Escuchame, necesitaría el ejemplo en el Proteus, con el archivo fuente de la programación obvio,  de última mandame un privado y te pago tipo clase particular, te hago una transferencia.

Me sirve tanto en C como en Asembler.


----------



## ANDRESPI (Ago 4, 2013)

Me dijeron, a modo de ajercicio con el teclado matricial, que se puede hacer algo con diodos, como para que cada tecla tenga una salida directa. Yo porque le estoy enseñando lo poco que sé de electrónica a mi sobrino y quería hacerle una prueba, con un entrenador, para que cada tecla accione el encendido de un led del entrenador.  Sería para que le agarre el gustito a la electrónica,  imaginense que si le doy microcontrolador de una ...  mi sobrino se frustraría y se dedicaría a ser costurero.


----------



## palurdo (Ago 5, 2013)

ANDRESPI

La verdad es que no tengo mucho tiempo últimamente y tengo varios problemas que resolver, pero no quiere decir que no te ayude. Te paso por privado un proyecto exitoso que hice que si no es exáctamente lo que buscas, el principio de funcionamiento es el mismo, y el sistema funciona perfectamente.

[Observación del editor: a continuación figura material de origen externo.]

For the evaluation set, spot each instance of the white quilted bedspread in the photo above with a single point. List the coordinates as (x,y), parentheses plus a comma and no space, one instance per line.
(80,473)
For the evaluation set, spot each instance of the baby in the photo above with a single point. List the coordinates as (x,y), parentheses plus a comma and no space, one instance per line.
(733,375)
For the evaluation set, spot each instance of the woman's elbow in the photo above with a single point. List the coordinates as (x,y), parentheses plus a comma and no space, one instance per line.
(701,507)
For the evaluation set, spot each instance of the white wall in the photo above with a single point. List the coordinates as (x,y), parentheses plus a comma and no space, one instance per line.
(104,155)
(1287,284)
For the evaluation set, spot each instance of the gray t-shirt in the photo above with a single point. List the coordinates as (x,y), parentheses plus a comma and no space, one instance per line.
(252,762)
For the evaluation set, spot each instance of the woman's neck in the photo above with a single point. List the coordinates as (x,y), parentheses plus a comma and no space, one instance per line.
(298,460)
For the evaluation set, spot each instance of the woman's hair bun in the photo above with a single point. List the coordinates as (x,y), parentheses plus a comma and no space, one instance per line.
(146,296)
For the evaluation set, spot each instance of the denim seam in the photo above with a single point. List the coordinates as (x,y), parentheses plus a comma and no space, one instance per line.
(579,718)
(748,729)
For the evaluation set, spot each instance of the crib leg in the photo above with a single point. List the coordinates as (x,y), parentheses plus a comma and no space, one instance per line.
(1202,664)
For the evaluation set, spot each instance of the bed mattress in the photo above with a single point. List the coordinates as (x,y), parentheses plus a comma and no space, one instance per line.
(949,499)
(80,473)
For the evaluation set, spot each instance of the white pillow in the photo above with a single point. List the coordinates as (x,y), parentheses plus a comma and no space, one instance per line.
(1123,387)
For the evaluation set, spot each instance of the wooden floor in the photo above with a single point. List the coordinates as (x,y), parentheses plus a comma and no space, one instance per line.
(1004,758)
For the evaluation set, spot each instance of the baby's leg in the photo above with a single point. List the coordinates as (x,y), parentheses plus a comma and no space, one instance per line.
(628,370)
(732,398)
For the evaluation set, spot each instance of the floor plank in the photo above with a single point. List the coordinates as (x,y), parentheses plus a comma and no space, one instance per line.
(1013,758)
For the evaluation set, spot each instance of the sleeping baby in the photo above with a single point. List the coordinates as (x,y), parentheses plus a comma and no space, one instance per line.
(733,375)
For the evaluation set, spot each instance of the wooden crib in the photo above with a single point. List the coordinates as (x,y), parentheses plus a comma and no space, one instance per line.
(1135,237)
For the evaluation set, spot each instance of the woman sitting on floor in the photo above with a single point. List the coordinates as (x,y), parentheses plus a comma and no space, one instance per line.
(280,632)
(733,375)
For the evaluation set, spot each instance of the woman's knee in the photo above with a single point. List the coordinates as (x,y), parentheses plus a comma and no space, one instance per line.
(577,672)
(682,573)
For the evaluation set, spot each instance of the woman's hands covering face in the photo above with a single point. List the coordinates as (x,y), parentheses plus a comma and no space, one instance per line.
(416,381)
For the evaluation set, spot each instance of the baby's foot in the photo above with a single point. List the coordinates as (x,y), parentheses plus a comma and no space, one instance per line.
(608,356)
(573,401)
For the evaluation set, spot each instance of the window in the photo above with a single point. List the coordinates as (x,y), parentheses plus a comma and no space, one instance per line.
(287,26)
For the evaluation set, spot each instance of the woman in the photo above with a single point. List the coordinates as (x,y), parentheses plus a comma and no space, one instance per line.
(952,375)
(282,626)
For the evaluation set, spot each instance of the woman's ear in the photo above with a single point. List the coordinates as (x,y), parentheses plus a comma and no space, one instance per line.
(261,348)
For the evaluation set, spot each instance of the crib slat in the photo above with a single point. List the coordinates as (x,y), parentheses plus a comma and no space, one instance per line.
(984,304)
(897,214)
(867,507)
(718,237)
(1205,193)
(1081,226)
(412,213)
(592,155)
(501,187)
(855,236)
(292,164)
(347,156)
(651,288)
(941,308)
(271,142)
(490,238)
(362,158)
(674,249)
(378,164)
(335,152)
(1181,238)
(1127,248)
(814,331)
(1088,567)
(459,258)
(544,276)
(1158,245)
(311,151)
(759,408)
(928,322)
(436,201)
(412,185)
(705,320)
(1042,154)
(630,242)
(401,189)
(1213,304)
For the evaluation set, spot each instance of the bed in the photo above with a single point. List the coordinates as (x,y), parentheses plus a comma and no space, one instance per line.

Antes de leerte ese proyecto, echale un vistazo a esta documentacion sobre PICs de pocos puertos, que me sirvió muchísimo para dicho proyecto.

Saludos.


----------



## ANDRESPI (Ago 5, 2013)

Ok palurdo, en cuanto tenga una hora libre lo leo detenidamente. Gracias,  y si sabes de alguien que de clases particulares de microcontroladores y electrónica me avisas. Yo soy de zona oeste,  preferentemente que no me quede tan a tras mano, o tan a tras tráfico,  hay lugares que son imposilbes de llegar a ciertas horas.


----------



## fernandob (Ago 5, 2013)

palurdo dijo:


> Yo como suelo usar microcontroladores con pocos puertos (y por lo tanto muy baratos) .



alguna vez que eche un vistazo a lista de precios vi que algun modelo de 18 pines termina costando casi lo mismo que uno de 8 .
es segun lo que mas se vende = mas trae el importador = mas abarata costo .

o no ??


----------



## palurdo (Ago 6, 2013)

La verdad es que los 80 centavos es un precio casi imbatible para el 16f628a. A diferencia del 16f84, que aunque se sigue usando ya hace tiempo que es obsoleto el 628 pasara en el terreno de los mcu como los 555 por su relacion calidad/precio. 

De todas formas los de la serie 10F2XX cuestan sobre 30 centavos (6 patillas) y aunque son simples algunos tienen comparadores timers y watchdogs o incluso ADCs. 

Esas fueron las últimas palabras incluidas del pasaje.